Merge pull request #2 from postgresml/levkk-mvp

montanalow · web-flow · commit fab7311d4cdd · 2022-04-14T13:30:16.000-07:00
some notes
diff --git a/PRODUCT.md b/PRODUCT.md
@@ -0,0 +1,78 @@
+# Product description
+
+This document describes the value proposition of this product.
+
+## The problem
+
+Machine learning is a hard to take advantage of for most startups. They either don't have the time or the knowhow
+to deploy ML models into production. This problem exists for multi-billion dollar enteprises, it's 10x true
+for small startups.
+
+Python ecosystem is also hard to manage. Common problems are dependency hell and Python version conflicts.
+Most of the time, engineers just want to train and deploy an algorithm; everything else is distraction.
+
+Data is kept in databases that are hard for ML algorithms to access: MySQL, Postgres, Dynamo, etc.

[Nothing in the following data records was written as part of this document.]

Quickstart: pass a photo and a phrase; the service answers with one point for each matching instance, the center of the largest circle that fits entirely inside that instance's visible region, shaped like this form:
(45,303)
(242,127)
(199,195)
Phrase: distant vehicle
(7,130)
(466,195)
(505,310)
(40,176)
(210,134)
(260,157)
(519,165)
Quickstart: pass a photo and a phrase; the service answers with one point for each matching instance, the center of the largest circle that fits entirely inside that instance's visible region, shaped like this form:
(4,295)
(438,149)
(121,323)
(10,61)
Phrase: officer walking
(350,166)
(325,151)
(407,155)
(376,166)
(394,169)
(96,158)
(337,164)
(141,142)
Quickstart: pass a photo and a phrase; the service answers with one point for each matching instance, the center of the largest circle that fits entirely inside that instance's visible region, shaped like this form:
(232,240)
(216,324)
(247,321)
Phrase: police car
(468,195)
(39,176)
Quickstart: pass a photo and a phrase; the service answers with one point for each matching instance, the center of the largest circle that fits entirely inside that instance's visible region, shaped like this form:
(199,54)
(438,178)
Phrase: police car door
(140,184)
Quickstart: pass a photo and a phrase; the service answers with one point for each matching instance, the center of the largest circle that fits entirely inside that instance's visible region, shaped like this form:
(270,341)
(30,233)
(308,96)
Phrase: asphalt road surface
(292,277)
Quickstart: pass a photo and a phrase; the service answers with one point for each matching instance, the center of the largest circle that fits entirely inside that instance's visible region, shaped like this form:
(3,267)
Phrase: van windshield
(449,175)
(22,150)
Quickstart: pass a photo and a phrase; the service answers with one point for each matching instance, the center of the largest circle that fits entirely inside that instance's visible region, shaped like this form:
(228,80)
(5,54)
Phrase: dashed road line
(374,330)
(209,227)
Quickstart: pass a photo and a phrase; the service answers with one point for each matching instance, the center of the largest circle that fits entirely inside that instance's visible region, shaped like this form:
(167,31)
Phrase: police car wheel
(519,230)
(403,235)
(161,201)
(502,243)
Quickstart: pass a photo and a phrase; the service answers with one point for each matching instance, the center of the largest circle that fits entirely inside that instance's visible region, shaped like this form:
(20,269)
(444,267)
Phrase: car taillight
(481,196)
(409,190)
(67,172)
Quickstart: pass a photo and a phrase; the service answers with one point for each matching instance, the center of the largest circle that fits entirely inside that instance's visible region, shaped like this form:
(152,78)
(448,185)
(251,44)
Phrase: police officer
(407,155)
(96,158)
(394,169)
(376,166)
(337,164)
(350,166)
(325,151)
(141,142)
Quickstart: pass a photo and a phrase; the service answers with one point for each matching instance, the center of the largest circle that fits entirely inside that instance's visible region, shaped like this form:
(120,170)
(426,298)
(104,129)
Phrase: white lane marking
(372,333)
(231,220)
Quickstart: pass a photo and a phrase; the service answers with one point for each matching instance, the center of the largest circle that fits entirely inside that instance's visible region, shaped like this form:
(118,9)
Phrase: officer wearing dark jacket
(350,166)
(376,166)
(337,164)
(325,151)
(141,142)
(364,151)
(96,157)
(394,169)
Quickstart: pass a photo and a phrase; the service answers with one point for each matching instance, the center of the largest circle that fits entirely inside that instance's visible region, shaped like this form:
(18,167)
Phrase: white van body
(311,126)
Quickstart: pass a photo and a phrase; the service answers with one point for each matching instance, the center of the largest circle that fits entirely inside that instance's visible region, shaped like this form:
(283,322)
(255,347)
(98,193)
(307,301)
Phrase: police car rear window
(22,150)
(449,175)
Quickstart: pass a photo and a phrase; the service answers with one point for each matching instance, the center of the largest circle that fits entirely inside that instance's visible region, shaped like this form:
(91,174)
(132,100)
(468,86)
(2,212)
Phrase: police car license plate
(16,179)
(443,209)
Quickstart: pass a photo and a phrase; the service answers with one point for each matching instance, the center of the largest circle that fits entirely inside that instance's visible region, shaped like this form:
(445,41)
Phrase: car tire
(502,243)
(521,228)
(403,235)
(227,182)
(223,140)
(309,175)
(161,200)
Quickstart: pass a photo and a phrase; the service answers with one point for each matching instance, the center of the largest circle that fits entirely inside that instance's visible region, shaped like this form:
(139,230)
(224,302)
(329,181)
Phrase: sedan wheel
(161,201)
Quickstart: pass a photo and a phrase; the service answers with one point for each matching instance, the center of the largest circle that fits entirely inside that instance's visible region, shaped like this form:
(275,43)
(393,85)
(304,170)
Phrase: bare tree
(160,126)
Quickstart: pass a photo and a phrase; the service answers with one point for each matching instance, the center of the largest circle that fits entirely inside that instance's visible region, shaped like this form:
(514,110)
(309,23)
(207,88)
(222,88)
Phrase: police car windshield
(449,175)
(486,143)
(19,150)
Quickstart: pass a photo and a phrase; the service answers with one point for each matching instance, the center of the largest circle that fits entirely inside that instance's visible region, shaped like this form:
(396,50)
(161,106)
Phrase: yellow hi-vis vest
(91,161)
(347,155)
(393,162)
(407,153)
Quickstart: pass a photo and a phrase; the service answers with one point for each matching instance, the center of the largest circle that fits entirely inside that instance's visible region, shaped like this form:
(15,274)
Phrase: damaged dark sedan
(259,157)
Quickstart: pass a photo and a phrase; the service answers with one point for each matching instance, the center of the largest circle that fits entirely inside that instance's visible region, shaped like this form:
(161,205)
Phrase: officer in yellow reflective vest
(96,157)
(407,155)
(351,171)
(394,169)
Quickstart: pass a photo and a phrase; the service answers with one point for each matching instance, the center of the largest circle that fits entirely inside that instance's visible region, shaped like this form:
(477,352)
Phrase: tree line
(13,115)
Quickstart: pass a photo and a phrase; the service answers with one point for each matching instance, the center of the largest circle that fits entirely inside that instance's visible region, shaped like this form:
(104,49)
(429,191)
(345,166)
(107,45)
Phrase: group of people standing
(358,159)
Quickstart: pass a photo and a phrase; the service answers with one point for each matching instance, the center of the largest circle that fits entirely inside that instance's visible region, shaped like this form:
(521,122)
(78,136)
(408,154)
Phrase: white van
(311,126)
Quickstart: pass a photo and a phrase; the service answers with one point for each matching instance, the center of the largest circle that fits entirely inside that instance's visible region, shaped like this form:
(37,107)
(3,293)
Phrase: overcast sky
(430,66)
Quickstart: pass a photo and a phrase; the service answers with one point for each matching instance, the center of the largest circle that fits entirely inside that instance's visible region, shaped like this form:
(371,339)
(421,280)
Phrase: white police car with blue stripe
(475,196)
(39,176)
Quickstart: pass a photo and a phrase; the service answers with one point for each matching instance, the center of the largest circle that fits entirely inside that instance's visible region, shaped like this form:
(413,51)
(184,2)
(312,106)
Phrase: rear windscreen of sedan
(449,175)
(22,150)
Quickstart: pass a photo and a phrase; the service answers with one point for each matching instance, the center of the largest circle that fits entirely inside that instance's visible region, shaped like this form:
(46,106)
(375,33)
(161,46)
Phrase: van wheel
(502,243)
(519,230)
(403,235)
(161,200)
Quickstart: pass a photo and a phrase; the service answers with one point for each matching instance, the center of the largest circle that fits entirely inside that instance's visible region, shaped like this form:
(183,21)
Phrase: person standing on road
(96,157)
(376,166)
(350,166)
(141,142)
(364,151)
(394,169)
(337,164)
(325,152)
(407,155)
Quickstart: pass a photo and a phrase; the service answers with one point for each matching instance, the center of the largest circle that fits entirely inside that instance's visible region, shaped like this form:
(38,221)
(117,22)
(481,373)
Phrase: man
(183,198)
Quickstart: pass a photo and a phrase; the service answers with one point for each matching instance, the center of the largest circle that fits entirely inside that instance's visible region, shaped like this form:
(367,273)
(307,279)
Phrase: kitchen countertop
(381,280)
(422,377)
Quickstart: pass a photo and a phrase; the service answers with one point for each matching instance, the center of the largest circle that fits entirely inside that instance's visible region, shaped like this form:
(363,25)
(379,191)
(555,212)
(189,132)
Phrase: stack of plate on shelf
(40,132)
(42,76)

+The typical ML workflow is:
+
+1. export data to a warehouse (e.g. Snowflake) or S3 (CSVs),
+2. run a Python script that will train the model (while fighting through dependency hell),
+3. pickle the model and upload it to object storage,
+4. download and unpickle the model in production, behind an HTTP API,
+5. serve predictions in a microservice.
+
+By the time this workflow completes, the data is obsolete, the algorithm is wrong and the ML engineer
+is polishing their CV or considering farming as an alternative career path.
+
+## The solution
+
+Colocate data and machine learning together in one system, train the models online, and run predictions
+from the same system with a simple command. That system in our case is Postgres, because that's where most
+startups keep their data. Postgres happens to be highly extendable as well, which makes our job easier.
+
+The new workflow is now:
+
+1. define the data with a SQL query (i.e. a view),
+2. train an algorithm with a single command,
+3. serve predictions with a SQL query.
+
+No Python, no code of any kind really, no dependencies, no exports, imports, transforms,
+S3 permission issues, deploys or JSON/GraphQL; from prototype to production in about 5 minutes.
+
+Here is an example:
+
+#### Define the data with a SQL query
+
+```sql
+CREATE VIEW my_data AS
+    SELECT NOW() - created_at AS user_tenure,
+           age,
+           location,
+           total_purchases,
+    FROM users
+    CROSS JOIN LATERAL (
+        SELECT SUM(purchase_price) AS total_purchases FROM orders
+        WHERE user_id = users.id
+    );
+```
+
+#### Train the model
+
+The function `pgml.train` accepts three arguments:
+
+- the model name
+- the `y` column for the algorithm,
+- the algorithm to use, defaults to Linear Regression.
+
+```sql
+SELECT pgml.train('my_data', 'total_purchases');
+```
+
+#### Serve the model
+
+The model is ready for serving! Let's serve this via SQL again:
+
+```sql
+SELECT pgml.score('my_model_1', '2 years'::interval) AS likely_purchase_amount_based_on_tenure;
+```
+
+You can call this directly from your app, no special infrastructure required.